# Website A/B Testing - Lab

## Introduction

In this lab, you'll get another chance to practice your skills at conducting a full A/B test analysis. It will also be a chance to practice your data exploration and processing skills! The scenario you'll be investigating is data collected from the homepage of a music app page for audacity.

## Objectives

You will be able to:
* Analyze the data from a website A/B test to draw relevant conclusions
* Explore and analyze web action data

## Exploratory Analysis

Start by loading in the dataset stored in the file 'homepage_actions.csv'. Then conduct an exploratory analysis to get familiar with the data.

> Hints:
    * Start investigating the id column:
        * How many viewers also clicked?
        * Are there any anomalies with the data; did anyone click who didn't view?
        * Is there any overlap between the control and experiment groups? 
            * If so, how do you plan to account for this in your experimental design?

In [2]:
#Your code here
import pandas as pd
import numpy as np
from scipy import stats

In [3]:
df = pd.read_csv('homepage_actions.csv')

## Conduct a Statistical Test

Conduct a statistical test to determine whether the experimental homepage was more effective than that of the control group.

In [16]:
#Your code here
df['count'] = 1
experiment = df[df['group'] == 'experiment']
experiment = experiment.pivot(index = 'id', columns = 'action', values = 'count')
experiment.fillna(0, inplace = True)

control = df[df['group'] == 'control']
control = control.pivot(index = 'id', columns = 'action', values = 'count')
control.fillna(0, inplace = True)

print(f'The experiment click rate is {experiment.click.mean()}, and the control group click rate is {control.click.mean()}')
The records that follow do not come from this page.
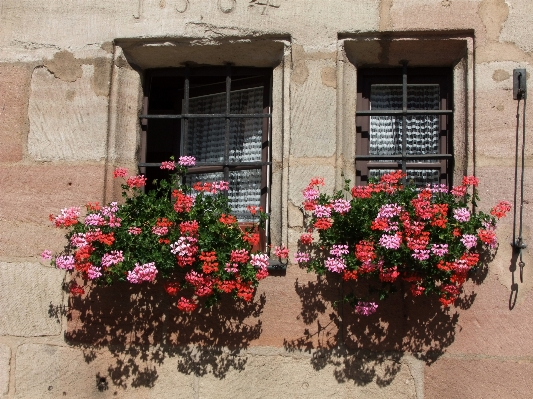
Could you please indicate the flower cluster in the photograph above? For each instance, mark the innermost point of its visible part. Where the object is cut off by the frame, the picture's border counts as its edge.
(174, 230)
(430, 237)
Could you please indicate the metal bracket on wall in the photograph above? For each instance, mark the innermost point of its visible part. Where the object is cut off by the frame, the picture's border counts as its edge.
(519, 84)
(520, 94)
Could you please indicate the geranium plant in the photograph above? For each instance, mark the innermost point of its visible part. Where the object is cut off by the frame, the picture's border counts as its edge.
(386, 232)
(174, 230)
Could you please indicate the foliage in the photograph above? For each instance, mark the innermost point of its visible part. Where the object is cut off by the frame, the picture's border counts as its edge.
(431, 237)
(172, 231)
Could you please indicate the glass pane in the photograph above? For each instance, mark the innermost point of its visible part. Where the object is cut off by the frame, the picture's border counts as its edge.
(206, 137)
(245, 189)
(422, 131)
(421, 177)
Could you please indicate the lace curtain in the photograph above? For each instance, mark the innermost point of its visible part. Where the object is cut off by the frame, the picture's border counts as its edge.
(206, 140)
(422, 131)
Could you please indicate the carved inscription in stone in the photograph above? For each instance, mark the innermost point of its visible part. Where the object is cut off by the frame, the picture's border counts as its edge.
(266, 4)
(181, 5)
(225, 6)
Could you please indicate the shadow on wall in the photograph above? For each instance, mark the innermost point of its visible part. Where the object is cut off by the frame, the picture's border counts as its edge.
(363, 349)
(141, 327)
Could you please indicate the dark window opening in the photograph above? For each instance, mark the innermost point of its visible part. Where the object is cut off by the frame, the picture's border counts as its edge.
(219, 115)
(404, 121)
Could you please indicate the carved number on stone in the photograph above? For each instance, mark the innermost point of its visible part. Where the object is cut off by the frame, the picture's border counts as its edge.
(182, 6)
(227, 6)
(266, 4)
(138, 14)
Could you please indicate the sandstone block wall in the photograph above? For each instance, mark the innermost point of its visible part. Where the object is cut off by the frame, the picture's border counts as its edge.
(71, 89)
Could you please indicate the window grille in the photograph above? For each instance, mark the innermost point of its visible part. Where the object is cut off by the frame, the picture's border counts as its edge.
(405, 126)
(219, 115)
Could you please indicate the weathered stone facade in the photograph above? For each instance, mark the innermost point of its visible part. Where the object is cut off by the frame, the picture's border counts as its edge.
(71, 90)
The experiment click rate is 0.3097463284379172, and the control group click rate is 0.2797118847539016


In [None]:
'''
H_0: There is no difference between the experiment and control group's mean click rate.
H_1: The difference in mean click rate between experiment and control group is statistically significant.
'''

In [5]:
def pooled_variance(a,b):
    n1 = len(a)
    n2 = len(b)
    return ((n1 - 1) * np.var(a, ddof = 1) + (n2 - 1) * np.var(b, ddof = 1))/(n1 + n2 - 2)

def twosample_tstatistic(a, b):
    numerator = (np.mean(a) - np.mean(b))
    denominator = np.sqrt(pooled_variance(a, b) * (1/len(a) + 1/(len(b))))
    return numerator/denominator

t_stat = twosample_tstatistic(experiment.click, control.click)
lower_tail = stats.t.cdf(-t_stat, (50+50-2), 0, 1)
# Upper tail comulative density function returns area under upper tail curve
upper_tail = 1. - stats.t.cdf(t_stat, (50+50-2), 0, 1)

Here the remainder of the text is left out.